Media attacks blamed for e-toll woes
The Department of Transport (DOT) has once again absolved itself of responsibility for various hiccups the e-toll site has experienced - saying the administrative agency has been the victim of cyber attacks "by unknown persons and some media houses".
Addressing a Parliamentary question from Democratic Alliance (DA) MP Chris Hunsinger yesterday, transport minister Dipuo Peters said the e-toll system - including its widespread billing woes - was now "stable", despite initial "teething problems".
Peters went on to outline the reasons behind some of the problems the seven-month-old system has had since going live - amid widespread opposition - on 3 December.
Reiterating that the Electronic National Traffic Information System - or eNatis - was to blame for much of the SA National Roads Agency's (Sanral's) inability to correctly issue invoices, the minister went on to say e-toll Web site issues were due to deliberate attacks. "It is unfortunate that some of the cyber attacks were deliberately perpetrated by unknown persons and some media houses."
Peters says the "incidents" have been reported to law enforcement authorities.
Sanral has come under fire this year, after a number of Web site security shortcomings - which started shortly after the system went live - exposed users' information and left them vulnerable to criminal activity.
In March, Sanral denied in e-mails to road users that it had suffered a security breach, or that it had leaked any personal information.
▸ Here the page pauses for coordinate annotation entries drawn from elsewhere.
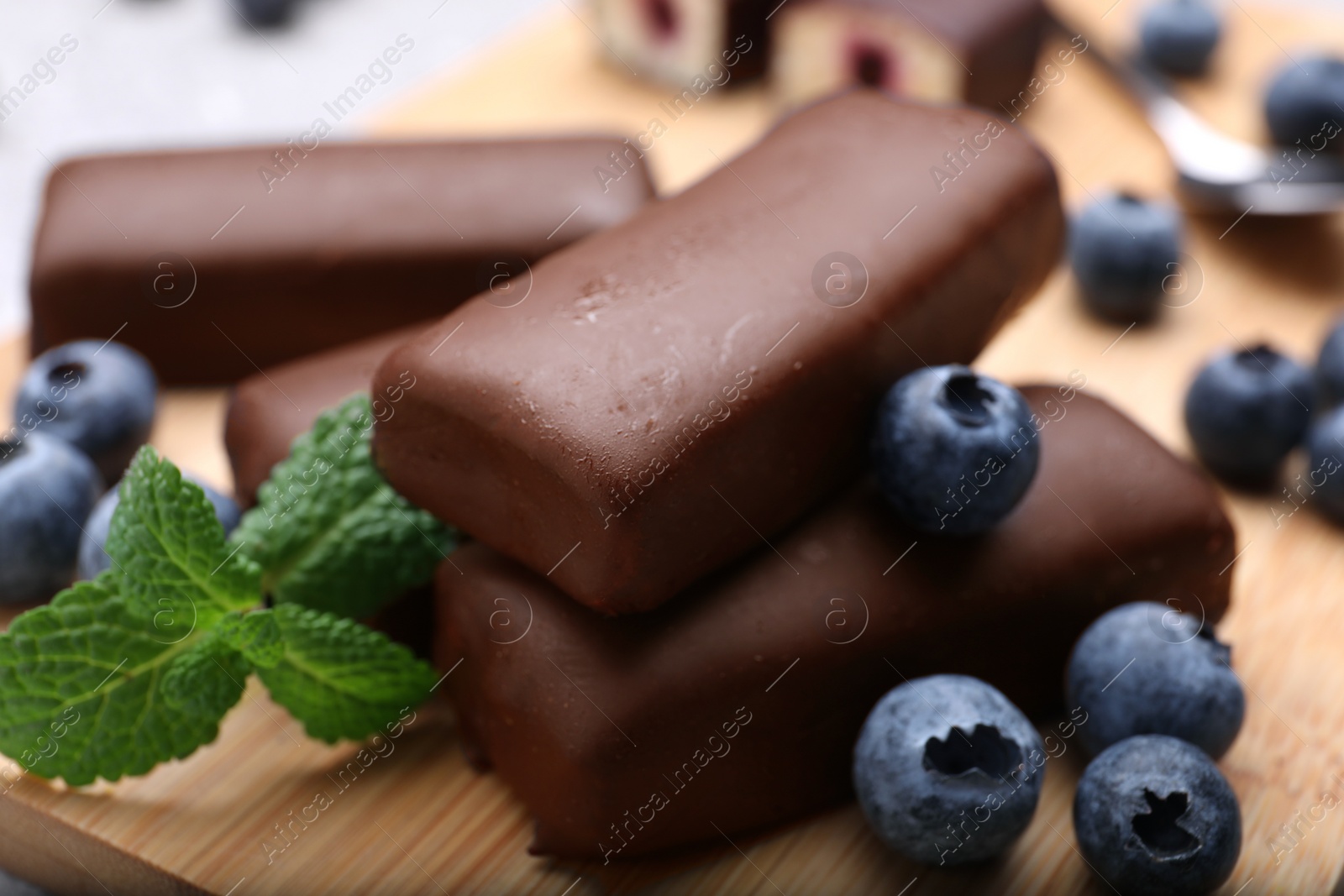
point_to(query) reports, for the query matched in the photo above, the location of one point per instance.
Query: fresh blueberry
(1330, 369)
(265, 13)
(93, 559)
(1155, 815)
(1247, 410)
(1149, 669)
(1324, 485)
(100, 396)
(1179, 36)
(1304, 102)
(947, 770)
(46, 490)
(954, 450)
(1122, 251)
In response to queries from ITWeb journalists at the time, the roads agency said it would no longer respond to media queries from the company.
The message, sent on behalf of Sanral spokesman Vusi Mona, stated: "In light of your publication admitting to hacking into our system, Sanral will no longer co-operate with ITWeb as you are dealing with us in bad faith."
ITWeb, in the course of routine investigation into the previous breaches, had taken steps to confirm Web site flaws existed and were vulnerable, and had ensured Sanral, and any users involved, were appropriately notified.
Peters also said yesterday there was a lack of understanding around the e-toll system, which "requires more user education". The department also needed to address the issue of additional payment options - especially for those residing outside Gauteng, she said.